Elderly parents often need assistance
Your father is a veteran. He served in the Air Force a long time ago, and whether or not he talked much about his time in service, you know he took pride in it and formed some strong lifelong friendships with the other servicemen he spent time with.
Through the years your father may have been an incredibly independent and strong individual. He didn’t need much help with anything, it seemed, but as he’s gotten older and his health has been in decline, he’s needed more and more assistance from time to time.
That responsibility has seemed to fall on you.
As the years progressed, it seems like you are more and more responsible for taking care of him. It might be your proximity to him. You live in the same town and to the rest your family, it should be no problem or any big deal to you to stop by and help him, even if it’s every day. You know otherwise, though.

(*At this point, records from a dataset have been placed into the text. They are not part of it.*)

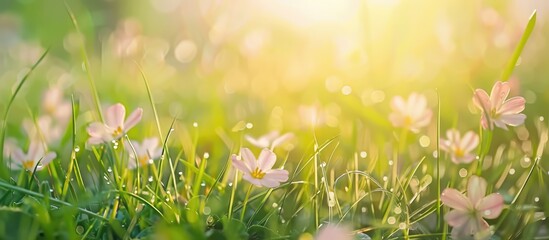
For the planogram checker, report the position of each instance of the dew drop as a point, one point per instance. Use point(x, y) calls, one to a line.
point(463, 172)
point(391, 220)
point(346, 90)
point(79, 230)
point(207, 210)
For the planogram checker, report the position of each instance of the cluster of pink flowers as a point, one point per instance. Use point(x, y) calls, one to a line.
point(46, 130)
point(116, 126)
point(467, 218)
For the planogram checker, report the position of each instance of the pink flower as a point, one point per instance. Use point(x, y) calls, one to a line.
point(412, 114)
point(496, 110)
point(467, 215)
point(334, 232)
point(259, 172)
point(458, 147)
point(36, 157)
point(271, 139)
point(114, 126)
point(146, 152)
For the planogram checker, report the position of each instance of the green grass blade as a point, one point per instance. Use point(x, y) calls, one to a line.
point(6, 185)
point(518, 50)
point(86, 60)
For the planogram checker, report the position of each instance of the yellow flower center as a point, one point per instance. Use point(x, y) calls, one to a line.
point(117, 132)
point(143, 160)
point(459, 152)
point(257, 173)
point(408, 121)
point(29, 164)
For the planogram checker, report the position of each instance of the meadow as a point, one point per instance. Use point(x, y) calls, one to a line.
point(363, 119)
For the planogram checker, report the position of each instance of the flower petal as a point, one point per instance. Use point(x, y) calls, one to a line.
point(476, 188)
point(252, 180)
point(133, 119)
point(260, 142)
point(490, 206)
point(248, 158)
point(282, 139)
point(277, 175)
point(266, 160)
point(455, 199)
point(240, 165)
point(114, 115)
point(513, 119)
point(95, 140)
point(457, 218)
point(482, 100)
point(270, 183)
point(398, 104)
point(513, 105)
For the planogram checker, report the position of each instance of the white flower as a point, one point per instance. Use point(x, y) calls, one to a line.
point(259, 172)
point(114, 126)
point(412, 114)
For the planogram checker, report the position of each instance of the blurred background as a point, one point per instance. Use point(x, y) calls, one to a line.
point(283, 65)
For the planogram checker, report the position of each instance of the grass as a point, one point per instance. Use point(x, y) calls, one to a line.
point(348, 165)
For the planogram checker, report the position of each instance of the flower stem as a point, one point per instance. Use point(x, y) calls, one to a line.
point(245, 203)
point(484, 148)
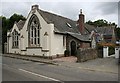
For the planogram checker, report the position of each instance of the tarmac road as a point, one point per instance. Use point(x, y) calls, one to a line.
point(21, 70)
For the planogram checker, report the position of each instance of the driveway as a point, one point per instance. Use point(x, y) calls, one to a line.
point(100, 64)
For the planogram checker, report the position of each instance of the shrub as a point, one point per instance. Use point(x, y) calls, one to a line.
point(66, 53)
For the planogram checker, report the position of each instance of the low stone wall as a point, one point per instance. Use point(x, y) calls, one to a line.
point(86, 54)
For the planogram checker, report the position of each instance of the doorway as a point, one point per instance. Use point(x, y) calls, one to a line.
point(73, 48)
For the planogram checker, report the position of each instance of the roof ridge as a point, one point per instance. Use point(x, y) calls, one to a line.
point(57, 15)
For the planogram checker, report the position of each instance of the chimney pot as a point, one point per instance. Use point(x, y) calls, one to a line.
point(35, 7)
point(81, 22)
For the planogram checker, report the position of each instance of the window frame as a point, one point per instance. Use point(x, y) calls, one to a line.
point(34, 31)
point(15, 39)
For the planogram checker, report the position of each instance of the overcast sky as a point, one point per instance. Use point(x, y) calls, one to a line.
point(91, 9)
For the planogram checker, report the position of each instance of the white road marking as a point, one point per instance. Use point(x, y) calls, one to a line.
point(40, 75)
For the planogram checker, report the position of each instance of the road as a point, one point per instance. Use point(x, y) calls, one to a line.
point(21, 70)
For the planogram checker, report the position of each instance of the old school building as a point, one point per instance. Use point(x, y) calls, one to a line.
point(47, 34)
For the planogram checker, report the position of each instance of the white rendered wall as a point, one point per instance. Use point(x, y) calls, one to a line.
point(105, 51)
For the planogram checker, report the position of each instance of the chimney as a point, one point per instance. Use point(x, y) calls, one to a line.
point(81, 22)
point(35, 7)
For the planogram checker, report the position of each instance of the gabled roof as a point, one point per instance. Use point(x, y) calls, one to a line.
point(20, 24)
point(81, 37)
point(61, 24)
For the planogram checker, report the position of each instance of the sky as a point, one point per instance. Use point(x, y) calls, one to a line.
point(92, 9)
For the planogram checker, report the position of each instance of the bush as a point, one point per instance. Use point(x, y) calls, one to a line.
point(66, 53)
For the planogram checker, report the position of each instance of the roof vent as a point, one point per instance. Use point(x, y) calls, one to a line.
point(69, 25)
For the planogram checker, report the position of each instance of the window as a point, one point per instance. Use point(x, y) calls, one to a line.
point(34, 31)
point(64, 41)
point(15, 39)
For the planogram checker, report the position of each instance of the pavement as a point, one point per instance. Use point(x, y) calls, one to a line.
point(100, 64)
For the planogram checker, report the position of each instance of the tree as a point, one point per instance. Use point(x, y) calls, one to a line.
point(100, 23)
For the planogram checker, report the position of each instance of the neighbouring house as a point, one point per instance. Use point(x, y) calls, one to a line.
point(47, 34)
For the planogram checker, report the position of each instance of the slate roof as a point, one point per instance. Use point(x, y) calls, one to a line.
point(80, 37)
point(65, 25)
point(61, 24)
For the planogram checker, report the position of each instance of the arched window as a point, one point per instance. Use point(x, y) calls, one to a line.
point(15, 39)
point(34, 31)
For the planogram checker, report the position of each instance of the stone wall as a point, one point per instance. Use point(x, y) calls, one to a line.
point(86, 54)
point(78, 42)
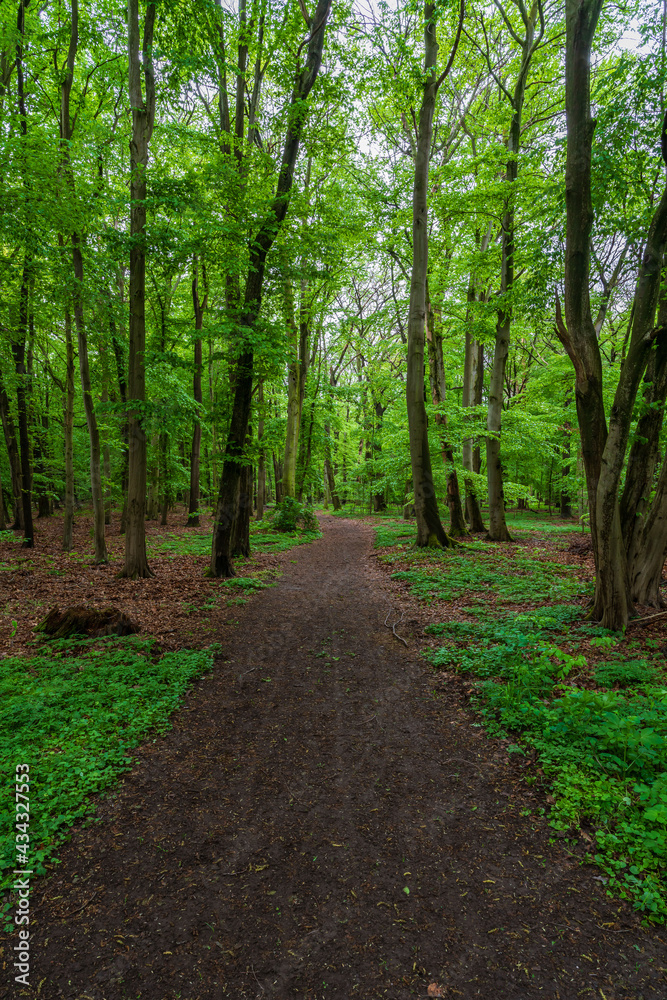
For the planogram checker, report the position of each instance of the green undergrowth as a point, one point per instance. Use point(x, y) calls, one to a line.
point(479, 570)
point(74, 712)
point(602, 746)
point(591, 703)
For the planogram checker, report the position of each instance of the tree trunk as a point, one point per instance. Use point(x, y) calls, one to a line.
point(122, 388)
point(241, 528)
point(430, 531)
point(261, 461)
point(143, 114)
point(89, 407)
point(195, 454)
point(14, 456)
point(473, 383)
point(603, 451)
point(68, 427)
point(565, 499)
point(22, 389)
point(498, 531)
point(230, 481)
point(457, 525)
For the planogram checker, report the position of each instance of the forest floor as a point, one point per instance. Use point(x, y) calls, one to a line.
point(327, 819)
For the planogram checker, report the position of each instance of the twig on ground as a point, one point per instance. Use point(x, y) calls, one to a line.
point(393, 627)
point(73, 913)
point(649, 618)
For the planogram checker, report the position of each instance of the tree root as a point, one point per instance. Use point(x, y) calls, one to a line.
point(393, 627)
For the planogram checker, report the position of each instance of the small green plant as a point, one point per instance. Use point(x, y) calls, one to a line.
point(74, 715)
point(290, 515)
point(625, 674)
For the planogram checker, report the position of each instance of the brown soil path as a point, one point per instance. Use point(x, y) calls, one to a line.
point(264, 847)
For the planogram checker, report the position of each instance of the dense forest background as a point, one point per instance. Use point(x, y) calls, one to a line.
point(233, 235)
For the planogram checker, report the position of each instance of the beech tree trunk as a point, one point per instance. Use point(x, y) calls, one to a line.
point(100, 555)
point(22, 389)
point(230, 481)
point(603, 449)
point(430, 531)
point(68, 428)
point(457, 525)
point(473, 383)
point(11, 442)
point(498, 531)
point(298, 340)
point(143, 115)
point(195, 454)
point(261, 460)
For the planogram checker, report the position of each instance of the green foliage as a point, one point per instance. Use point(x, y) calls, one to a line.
point(626, 674)
point(74, 715)
point(605, 752)
point(484, 571)
point(290, 515)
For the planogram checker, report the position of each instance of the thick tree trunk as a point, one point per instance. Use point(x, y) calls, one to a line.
point(143, 114)
point(22, 389)
point(77, 265)
point(457, 525)
point(89, 407)
point(603, 452)
point(195, 454)
point(122, 388)
point(498, 530)
point(3, 509)
point(261, 460)
point(14, 454)
point(430, 531)
point(241, 528)
point(565, 499)
point(305, 451)
point(473, 382)
point(230, 482)
point(68, 428)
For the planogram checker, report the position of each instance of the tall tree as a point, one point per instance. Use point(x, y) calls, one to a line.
point(603, 446)
point(143, 118)
point(229, 497)
point(429, 526)
point(76, 239)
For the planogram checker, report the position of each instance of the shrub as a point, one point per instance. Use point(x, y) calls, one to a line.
point(290, 515)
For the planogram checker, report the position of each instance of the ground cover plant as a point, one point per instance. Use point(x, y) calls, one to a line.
point(74, 711)
point(179, 605)
point(592, 704)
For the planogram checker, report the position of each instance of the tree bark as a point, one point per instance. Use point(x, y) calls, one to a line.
point(195, 454)
point(68, 428)
point(261, 460)
point(14, 454)
point(229, 493)
point(143, 116)
point(498, 531)
point(603, 450)
point(430, 531)
point(473, 383)
point(457, 525)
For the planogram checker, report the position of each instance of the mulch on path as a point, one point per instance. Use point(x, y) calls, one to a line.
point(322, 822)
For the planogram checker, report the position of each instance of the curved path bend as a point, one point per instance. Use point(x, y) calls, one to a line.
point(321, 824)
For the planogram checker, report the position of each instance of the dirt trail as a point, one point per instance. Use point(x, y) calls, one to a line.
point(265, 847)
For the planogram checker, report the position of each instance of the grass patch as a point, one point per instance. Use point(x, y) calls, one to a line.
point(74, 713)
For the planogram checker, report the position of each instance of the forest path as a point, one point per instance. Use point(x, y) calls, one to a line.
point(264, 846)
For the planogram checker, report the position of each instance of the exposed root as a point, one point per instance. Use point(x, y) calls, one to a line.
point(393, 626)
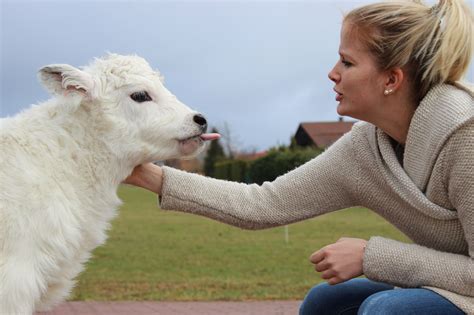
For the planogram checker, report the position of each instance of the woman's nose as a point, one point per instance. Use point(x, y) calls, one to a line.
point(334, 76)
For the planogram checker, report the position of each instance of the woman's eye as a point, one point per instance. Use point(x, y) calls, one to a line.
point(140, 97)
point(346, 63)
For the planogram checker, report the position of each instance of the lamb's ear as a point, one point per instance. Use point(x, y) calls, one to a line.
point(61, 78)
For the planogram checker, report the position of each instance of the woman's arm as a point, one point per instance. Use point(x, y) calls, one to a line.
point(148, 176)
point(326, 183)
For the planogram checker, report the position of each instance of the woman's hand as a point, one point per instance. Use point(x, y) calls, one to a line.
point(148, 176)
point(340, 261)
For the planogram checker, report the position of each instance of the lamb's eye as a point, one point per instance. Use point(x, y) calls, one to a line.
point(140, 97)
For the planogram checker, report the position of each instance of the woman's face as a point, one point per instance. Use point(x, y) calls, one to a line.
point(359, 83)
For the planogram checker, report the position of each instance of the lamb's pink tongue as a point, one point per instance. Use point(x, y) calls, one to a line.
point(210, 136)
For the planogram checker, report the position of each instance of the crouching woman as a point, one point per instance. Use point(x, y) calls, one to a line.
point(411, 160)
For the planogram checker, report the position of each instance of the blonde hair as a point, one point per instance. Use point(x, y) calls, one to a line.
point(434, 44)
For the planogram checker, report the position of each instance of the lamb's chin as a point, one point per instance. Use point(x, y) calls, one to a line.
point(190, 147)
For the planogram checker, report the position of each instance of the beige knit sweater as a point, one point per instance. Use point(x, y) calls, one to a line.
point(430, 198)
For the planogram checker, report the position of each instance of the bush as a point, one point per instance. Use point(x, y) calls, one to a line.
point(234, 170)
point(279, 162)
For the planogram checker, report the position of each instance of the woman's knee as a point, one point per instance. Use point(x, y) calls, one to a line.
point(407, 302)
point(317, 299)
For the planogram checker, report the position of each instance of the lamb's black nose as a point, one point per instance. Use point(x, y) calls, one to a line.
point(201, 121)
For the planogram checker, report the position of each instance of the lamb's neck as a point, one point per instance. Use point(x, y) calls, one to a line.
point(100, 163)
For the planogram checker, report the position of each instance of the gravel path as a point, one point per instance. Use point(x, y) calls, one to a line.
point(176, 308)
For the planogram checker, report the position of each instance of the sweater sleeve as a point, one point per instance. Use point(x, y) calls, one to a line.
point(411, 265)
point(326, 183)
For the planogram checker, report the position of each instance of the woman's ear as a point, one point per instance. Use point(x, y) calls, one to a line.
point(59, 79)
point(394, 80)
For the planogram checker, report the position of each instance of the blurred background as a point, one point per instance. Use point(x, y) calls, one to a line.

Guilt adult children may feel about caring for elderly parents
It has been taking a toll on your personal life, your work life, and your quality of life. Still, you feel guilty if you even consider other options. After all, there’s no way your father could even consider affording hiring a home care aide. He just doesn’t have the kind of money saved up and his income is a limited pension.
Is there a VA Home Care Program?
This is the time to investigate whether your parents qualify for a pension through the Department of Veterans Affairs which can include the Aid and Attendance benefit. This VA pension was developed following World War I as a way to help soldiers returning home from the war who had been seriously injured. It paid for support as they recuperated from their injuries or other disabilities.
Through the years it has expanded to provide financial support to wartime veterans of all ages, whether they saw active combat or not. This pension could pay up to $1,788 per month for help with activities of daily living. If your father qualifies, he could choose to use the pension for in home care support, if your father can prove it’s absolutely necessary for his basic care and daily life right now.
Aid and Attendance Qualifications
In order to qualify, a veteran needs to have limited financial resources and have served a minimum of 90 days active duty service in one of the major branches of the US military. At least one day of his or her service needs to have fallen during a time of active combat. That doesn’t mean he or she needs to have been in combat, but the time of service has to fall during an official time of combat, such as World War II, the Korean War, or the Vietnam Conflict. The surviving spouse of the wartime veteran is also eligible for the pension and Aid and Attendance benefit.
The Gulf War would still qualify as active combat, but the significant difference for this situation is that veterans need to have served two years active duty to qualify for the Aid and Attendance Benefit if they served during the Gulf War.
Along with wartime service and financial limitations, veterans need to have a non-service connected disability which requires the assistance with activities of daily living. If under 65 years of age, veterans can submit a letter from Social Security proving a disability.